Tech Spending Forecast: Gloomy

By acquiring Metavante Technologies Inc. and its extensive roster of small and midsize bank clients, Fidelity National Information Services Inc. has attained what is arguably the best view of the entire banking industry's purchasing power.

The view is not very pretty. After weathering a year of poor sales, the Jacksonville, Fla., vendor sees no improvement in information technology spending before the middle of next year. Hammered by bad loans, rising default rates on consumer credit cards, slumping revenue from transaction fees and many other problems, few banks have made tech spending a priority.

"It is what it is; it is going to remain that way for another few quarters, and then hopefully we will move upward from there," Lee Kennedy, the company's vice chairman, told analysts on a conference call in October to discuss Fidelity's third-quarter results, its first since closing the Metavante acquisition. "It is still our thinking as we move through 2010 and get into the second half, potentially, of 2010, we will see some type of an improvement," he said.

The spending slowdown, a result of the protracted economic slump, has even reached community banks, which until recently had largely continued their technology spending as larger rivals retrenched.

In its 2009 IT spending forecast, the research firm Celent had projected both 2009 and 2010 to be flat years for spending, due to both capital constraints and the rising maintenance costs that already comprise three-fourths of the estimated $50.2 billion in tech spending by North American banks this year.

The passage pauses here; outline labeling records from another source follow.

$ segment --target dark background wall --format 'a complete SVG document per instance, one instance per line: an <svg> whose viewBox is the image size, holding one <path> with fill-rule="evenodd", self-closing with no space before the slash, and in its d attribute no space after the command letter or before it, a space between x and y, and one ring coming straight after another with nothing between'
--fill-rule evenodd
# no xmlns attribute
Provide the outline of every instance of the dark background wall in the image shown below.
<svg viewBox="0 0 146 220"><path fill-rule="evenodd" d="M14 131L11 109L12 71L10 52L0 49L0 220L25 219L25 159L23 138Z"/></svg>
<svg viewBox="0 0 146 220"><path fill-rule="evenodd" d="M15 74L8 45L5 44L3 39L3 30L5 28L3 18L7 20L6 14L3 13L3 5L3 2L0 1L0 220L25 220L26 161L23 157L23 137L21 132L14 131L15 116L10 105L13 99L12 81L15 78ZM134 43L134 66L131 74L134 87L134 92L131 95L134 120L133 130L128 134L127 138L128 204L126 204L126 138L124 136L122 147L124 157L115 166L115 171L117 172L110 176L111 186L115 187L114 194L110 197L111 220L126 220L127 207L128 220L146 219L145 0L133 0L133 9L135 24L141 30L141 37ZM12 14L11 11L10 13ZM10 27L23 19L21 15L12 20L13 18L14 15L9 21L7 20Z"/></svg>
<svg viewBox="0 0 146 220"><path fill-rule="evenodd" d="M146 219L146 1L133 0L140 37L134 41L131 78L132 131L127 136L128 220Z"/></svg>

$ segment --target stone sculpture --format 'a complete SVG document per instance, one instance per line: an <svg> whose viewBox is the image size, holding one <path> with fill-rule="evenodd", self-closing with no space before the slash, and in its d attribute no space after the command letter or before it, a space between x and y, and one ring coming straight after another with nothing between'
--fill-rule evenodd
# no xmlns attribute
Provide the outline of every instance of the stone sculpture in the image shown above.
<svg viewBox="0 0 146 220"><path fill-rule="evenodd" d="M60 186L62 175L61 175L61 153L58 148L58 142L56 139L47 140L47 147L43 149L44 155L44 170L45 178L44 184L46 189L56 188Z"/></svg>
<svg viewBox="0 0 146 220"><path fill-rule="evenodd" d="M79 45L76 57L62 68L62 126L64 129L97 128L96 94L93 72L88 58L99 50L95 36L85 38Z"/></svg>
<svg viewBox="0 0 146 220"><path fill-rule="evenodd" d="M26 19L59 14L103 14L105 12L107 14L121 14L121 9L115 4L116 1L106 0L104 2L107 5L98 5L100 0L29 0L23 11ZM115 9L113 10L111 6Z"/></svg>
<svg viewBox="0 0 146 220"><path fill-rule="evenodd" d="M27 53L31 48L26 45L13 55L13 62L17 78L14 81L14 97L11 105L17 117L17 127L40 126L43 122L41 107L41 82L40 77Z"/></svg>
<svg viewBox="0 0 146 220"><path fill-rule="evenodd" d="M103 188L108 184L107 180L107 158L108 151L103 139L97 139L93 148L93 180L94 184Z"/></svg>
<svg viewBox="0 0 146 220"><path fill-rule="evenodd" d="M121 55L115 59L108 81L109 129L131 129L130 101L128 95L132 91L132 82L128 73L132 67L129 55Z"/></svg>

Spending on new projects was expected to take the biggest hit, falling from $10.2 billion in 2008 to $8.7 billion this year.

Celent will not have its final 2009 results or a revised 2010 outlook completed until it finishes fourth-quarter polling of bank senior IT executives, but senior analyst Jacob Jegher says he thinks banks will still be reluctant to take on new spending, despite glaring needs for upgrades to cash management, mobile banking and new Web 2.0 online tools like personal financial management. "The likelihood of projects going forward today are much slimmer they have were in the past," he says.

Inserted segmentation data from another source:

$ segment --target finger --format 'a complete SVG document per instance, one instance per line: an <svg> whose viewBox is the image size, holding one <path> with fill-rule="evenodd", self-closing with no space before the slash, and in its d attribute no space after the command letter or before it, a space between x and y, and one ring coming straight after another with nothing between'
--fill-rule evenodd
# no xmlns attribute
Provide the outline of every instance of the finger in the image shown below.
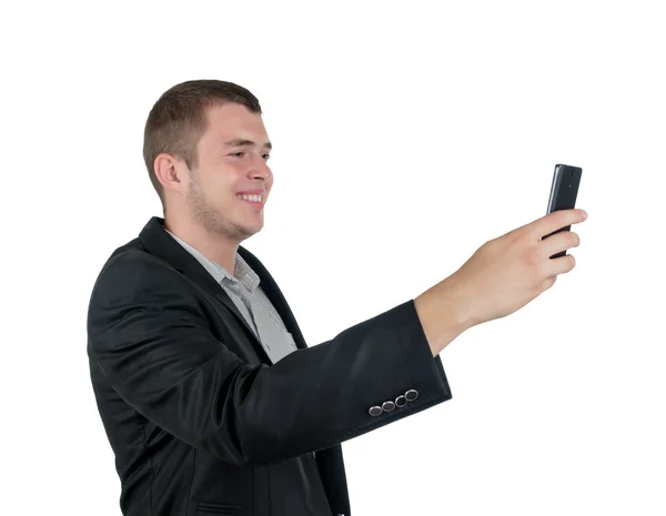
<svg viewBox="0 0 666 516"><path fill-rule="evenodd" d="M566 274L576 266L576 259L573 254L565 254L553 260L548 260L545 265L544 274L546 276L557 276L558 274Z"/></svg>
<svg viewBox="0 0 666 516"><path fill-rule="evenodd" d="M533 235L541 239L567 225L579 224L585 219L587 219L587 213L584 210L557 210L528 225Z"/></svg>
<svg viewBox="0 0 666 516"><path fill-rule="evenodd" d="M581 245L581 237L578 236L578 233L574 233L573 231L562 231L542 240L538 245L541 246L544 256L551 257L567 249L577 247Z"/></svg>

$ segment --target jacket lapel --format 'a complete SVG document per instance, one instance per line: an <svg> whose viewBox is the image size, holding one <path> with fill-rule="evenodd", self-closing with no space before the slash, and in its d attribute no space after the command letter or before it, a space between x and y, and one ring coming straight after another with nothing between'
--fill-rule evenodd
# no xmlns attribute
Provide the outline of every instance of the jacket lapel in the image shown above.
<svg viewBox="0 0 666 516"><path fill-rule="evenodd" d="M188 253L188 251L185 251L176 241L171 237L171 235L169 235L169 233L167 233L167 231L164 231L164 219L153 216L139 234L139 239L150 254L158 256L171 264L176 271L185 275L189 280L205 290L209 294L213 295L218 301L220 301L220 303L226 306L226 308L234 314L238 321L245 326L249 337L262 360L269 364L271 363L269 355L261 345L261 342L256 338L254 331L252 327L250 327L239 308L236 308L233 301L231 301L231 297L229 297L226 292L224 292L224 289L222 289L218 282L215 282L213 276L210 275L210 273L196 261L194 256ZM262 284L264 277L262 277L259 273L258 275L261 279L260 284Z"/></svg>

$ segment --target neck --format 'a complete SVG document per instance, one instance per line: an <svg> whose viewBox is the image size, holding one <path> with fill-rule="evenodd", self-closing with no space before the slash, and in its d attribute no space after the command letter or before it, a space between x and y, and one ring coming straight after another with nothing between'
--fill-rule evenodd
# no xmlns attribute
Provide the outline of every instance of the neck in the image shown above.
<svg viewBox="0 0 666 516"><path fill-rule="evenodd" d="M164 217L164 227L190 244L206 259L223 266L231 275L235 275L238 242L224 239L221 234L211 233L201 224L179 222Z"/></svg>

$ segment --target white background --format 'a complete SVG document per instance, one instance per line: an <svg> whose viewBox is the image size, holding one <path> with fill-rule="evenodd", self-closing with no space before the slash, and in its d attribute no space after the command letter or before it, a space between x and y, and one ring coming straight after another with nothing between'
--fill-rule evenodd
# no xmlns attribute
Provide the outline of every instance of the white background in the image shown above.
<svg viewBox="0 0 666 516"><path fill-rule="evenodd" d="M310 345L544 215L555 163L584 170L577 267L444 350L452 401L343 445L354 515L666 514L658 3L8 2L0 512L120 515L89 295L160 214L150 108L215 78L262 104L275 185L245 246Z"/></svg>

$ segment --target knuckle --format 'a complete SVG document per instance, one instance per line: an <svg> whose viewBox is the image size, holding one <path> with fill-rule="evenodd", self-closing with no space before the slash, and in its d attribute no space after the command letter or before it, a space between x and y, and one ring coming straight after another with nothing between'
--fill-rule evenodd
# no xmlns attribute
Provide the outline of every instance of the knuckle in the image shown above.
<svg viewBox="0 0 666 516"><path fill-rule="evenodd" d="M571 241L572 247L577 247L578 245L581 245L581 236L578 236L578 234L574 233L573 231L571 232Z"/></svg>
<svg viewBox="0 0 666 516"><path fill-rule="evenodd" d="M544 291L547 291L548 289L551 289L551 287L552 287L552 286L555 284L555 282L556 282L556 281L557 281L557 276L549 276L549 277L546 277L546 279L543 281L543 283L542 283L542 289L543 289Z"/></svg>

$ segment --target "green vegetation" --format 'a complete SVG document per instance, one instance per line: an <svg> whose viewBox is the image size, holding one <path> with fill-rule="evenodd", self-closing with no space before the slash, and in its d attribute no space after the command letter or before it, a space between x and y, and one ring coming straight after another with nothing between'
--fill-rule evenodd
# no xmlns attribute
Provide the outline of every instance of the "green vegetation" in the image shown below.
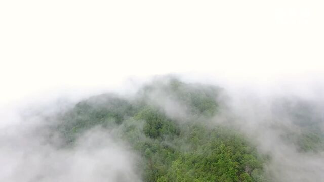
<svg viewBox="0 0 324 182"><path fill-rule="evenodd" d="M221 92L171 80L145 86L131 101L101 95L77 104L62 117L57 129L73 147L88 129L106 128L140 154L144 181L268 181L266 156L238 131L208 122L217 114ZM161 93L185 106L189 117L171 117L149 101Z"/></svg>

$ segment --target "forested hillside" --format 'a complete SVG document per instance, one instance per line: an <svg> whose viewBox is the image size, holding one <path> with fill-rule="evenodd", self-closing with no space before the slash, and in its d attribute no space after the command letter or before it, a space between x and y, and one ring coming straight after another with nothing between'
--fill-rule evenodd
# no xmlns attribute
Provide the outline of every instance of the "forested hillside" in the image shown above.
<svg viewBox="0 0 324 182"><path fill-rule="evenodd" d="M133 99L98 96L65 113L56 129L73 147L88 129L107 129L140 154L145 181L267 181L263 165L268 159L237 131L209 122L218 112L221 92L172 79L147 85ZM161 94L185 108L185 116L168 116L150 99Z"/></svg>
<svg viewBox="0 0 324 182"><path fill-rule="evenodd" d="M55 130L64 147L72 148L86 131L104 128L139 154L144 181L273 181L264 169L270 156L230 125L213 124L226 108L223 92L174 79L157 80L131 99L107 94L84 100L61 116ZM282 137L306 151L322 141L316 133L305 131L298 140L290 134Z"/></svg>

David J. Koning, an analyst at the brokerage firm Robert W. Baird & Co., says that the combined heft of Metavante, which catered mainly to small and midsize banks, and Fidelity, which targets similar customers but also has several major banking companies as clients, gives the post-merger company a unique window on financial companies' budgeting.

He says that Fidelity's revenue was weaker than the market had expected, especially for licensed software.

"Anywhere banks can cut discretionary spending, they're doing it," Koning says.

Fiserv Inc. in Brookfield, Wis., Fidelity's chief rival, sounded a similarly cautious tone at its analyst day conference in September, Koning says. "Everybody's a little cautious. They don't want to promise more than they can deliver."

Fidelity says it expects savings of $60 million to $65 million this year from the Metavante purchase and has already achieved $32 million in combined cost savings year-to-date, including $21 million in the third quarter, according to Mike Hayford, a corporate executive vice president and the chief financial officer.

Both companies had been cutting costs in anticipation of the sale, which was announced in April. For the third quarter, Fidelity reported higher earnings on lower sales, with a 3.8 percent decline in revenues to $850.7 million. The company attributed the decline in part to lower license and professional services revenue.

 

Steve Bills is deputy editor for technology, cards and payments at American Banker.